Although the first part of the message varies, they all end with the MapperParsingException:

Code: Select all

[2017-03-06 16:11:07,778][DEBUG][action.bulk              ] [707a55e2-e8cb-4073-a800-2fbc5bd4c6df] [logstash-2017.03.06][2] failed to execute bulk item (index) index {[logstash-2017.03.06][syslog][AVql5AIA8OQvuOv9Cyt_], source[{"message":"Remote 10.30.216.22 accepted a Version 3 Packet\n","@version":"1","@timestamp":"2017-03-06T23:11:07.000Z","type":"syslog","host":"10.30.217.55","priority":13,"timestamp":"Mar  6 16:11:07","logsource":"cesium","program":"check_nrpe","severity":5,"facility":1,"facility_label":"user-level","severity_label":"Notice"}]}
org.elasticsearch.index.mapper.MapperParsingException: failed to parse [timestamp]
        at org.elasticsearch.index.mapper.core.AbstractFieldMapper.parse(AbstractFieldMapper.java:411)
        at org.elasticsearch.index.mapper.object.ObjectMapper.serializeValue(ObjectMapper.java:706)
        at org.elasticsearch.index.mapper.object.ObjectMapper.parse(ObjectMapper.java:497)
        at org.elasticsearch.index.mapper.DocumentMapper.parse(DocumentMapper.java:544)
        at org.elasticsearch.index.mapper.DocumentMapper.parse(DocumentMapper.java:493)
        at org.elasticsearch.index.shard.IndexShard.prepareCreate(IndexShard.java:466)
        at org.elasticsearch.action.bulk.TransportShardBulkAction.shardIndexOperation(TransportShardBulkAction.java:418)
        at org.elasticsearch.action.bulk.TransportShardBulkAction.shardOperationOnPrimary(TransportShardBulkAction.java:148)
        at org.elasticsearch.action.support.replication.TransportShardReplicationOperationAction$PrimaryPhase.performOnPrimary(TransportShardReplicationOperationAction.java:574)
        at org.elasticsearch.action.support.replication.TransportShardReplicationOperationAction$PrimaryPhase$1.doRun(TransportShardReplicationOperationAction.java:440)
        at org.elasticsearch.common.util.concurrent.AbstractRunnable.run(AbstractRunnable.java:36)
        at java.util.concurrent.ThreadPoolExecutor.runWorker(ThreadPoolExecutor.java:1142)
        at java.util.concurrent.ThreadPoolExecutor$Worker.run(ThreadPoolExecutor.java:617)
        at java.lang.Thread.run(Thread.java:745)
Caused by: org.elasticsearch.index.mapper.MapperParsingException: failed to parse date field [Mar  6 16:11:07], tried both date format [dateOptionalTime], and timestamp number with locale []
        at org.elasticsearch.index.mapper.core.DateFieldMapper.parseStringValue(DateFieldMapper.java:617)
        at org.elasticsearch.index.mapper.core.DateFieldMapper.innerParseCreateField(DateFieldMapper.java:535)
        at org.elasticsearch.index.mapper.core.NumberFieldMapper.parseCreateField(NumberFieldMapper.java:239)
        at org.elasticsearch.index.mapper.core.AbstractFieldMapper.parse(AbstractFieldMapper.java:401)
        ... 13 more
Caused by: java.lang.IllegalArgumentException: Invalid format: "Mar  6 16:11:07"
        at org.elasticsearch.common.joda.time.format.DateTimeParserBucket.doParseMillis(DateTimeParserBucket.java:187)
        at org.elasticsearch.common.joda.time.format.DateTimeFormatter.parseMillis(DateTimeFormatter.java:780)
        at org.elasticsearch.index.mapper.core.DateFieldMapper.parseStringValue(DateFieldMapper.java:612)
        ... 16 more
The messages are accumulating at a rate of about 1/s.

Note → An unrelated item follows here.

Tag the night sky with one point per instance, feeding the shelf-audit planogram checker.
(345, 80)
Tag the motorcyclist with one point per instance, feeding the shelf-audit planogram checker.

Re: logstash failed action with response of 400, dropping ac

Posted: Tue Mar 07, 2017 10:45 am
by mcapra
This is a known issue with the logstash-input-syslog plugin. I would suggest pointing that host (10.30.217.55) to a generic tcp/udp input for the time being (NLS uses 2056 by default). If you need help writing a filter to capture the fields, if you can provide some sample messages being collected I can assist with that.

Re: logstash failed action with response of 400, dropping ac

Posted: Tue Mar 07, 2017 12:47 pm
by burkm
That host is just one of many generating these Java errors. Do you suggest that I change them all from port 5544 to port 2056?

Re: logstash failed action with response of 400, dropping ac

Posted: Tue Mar 07, 2017 2:33 pm
by mcapra
Yes. You'll probably need to write a custom filter rule to properly handle the date formatting presented by these logs. We can assist with that if needed. I just want to be sure that we can at least get the logs going to the right place first.